2022年09月25日

7代目以降も見てみましょう。

前々回に見たように、3歳で当主となった7代目は傀儡で、父親の小栗宗徳が実権を握ります。

東大路保義氏の記述によると、前野家は使用人の末まで6代目派と7代目派に分かれて対立反目し、紊乱(ぶんらん)の極めに陥ります。

7代目は父親の死後、半田に引き上げますが、その際には前野家の将来のことは眼中になく、「布切れまでも二つに裂いて財産を折半した」(6代目の妻が東大路氏に語った話)そうです。

7代目が埋蔵金の話を知っていれば、当然自分の権利を主張していたはずですが、そうしていません。

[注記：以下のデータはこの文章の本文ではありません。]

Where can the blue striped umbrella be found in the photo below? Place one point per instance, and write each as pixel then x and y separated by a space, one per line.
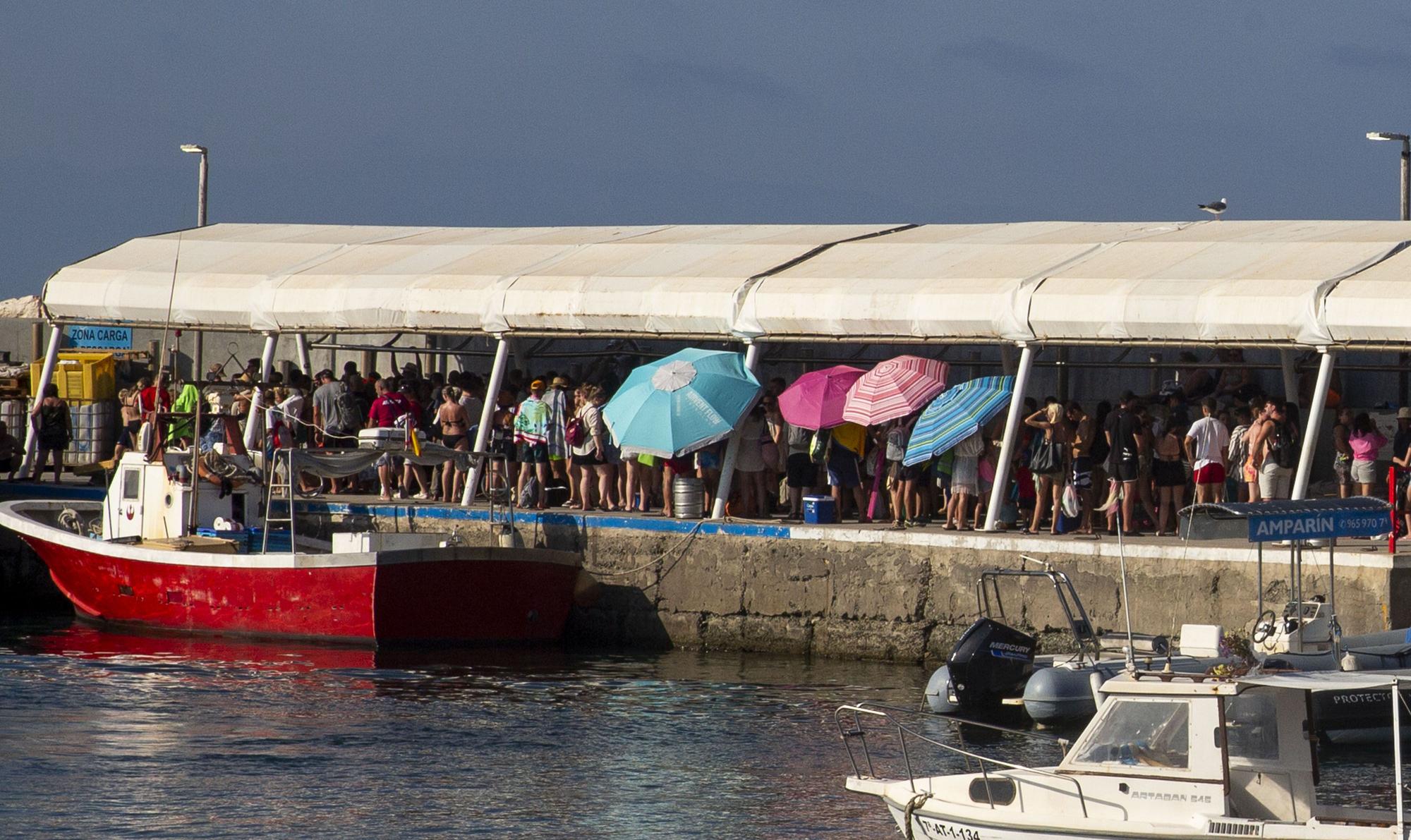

前野家で埋蔵金伝説が真剣に取り上げられるようになるのは、屋敷を切り売りしていた8代目が偶然、宝蔵の板壁から埋蔵金の明細と隠し場所の絵図を見つけてからです。

ここからは私の推理というか推測です。

5代目は尾張藩による取り潰しに備えて、確かに屋敷の敷地内に埋蔵金を隠し、宝蔵の板壁に明細と絵図を忍ばせましたが、その恐れが無くなった後は、埋蔵金を掘り出す一方、明細と絵図はそのままにしたのではないでしょうか。

前野家がまさか将来没落し、屋敷が切り売りされる過程で、明細と絵図が見つけ出されるとは思わなかったのでしょう。

埋蔵金がそれを埋めた5代目本人によって既に掘り起こされているのなら、屋敷の内外をいくら探しても見つかるはずはありません。


夢のない話になってしまいましたが、これが真実と思えてなりません。
(この項終わり。調査に協力していただいた内田恒助さんに御礼申し上げます)


IMG_213633

 現在の前野家の敷地=愛知県南知多町で

(08:00)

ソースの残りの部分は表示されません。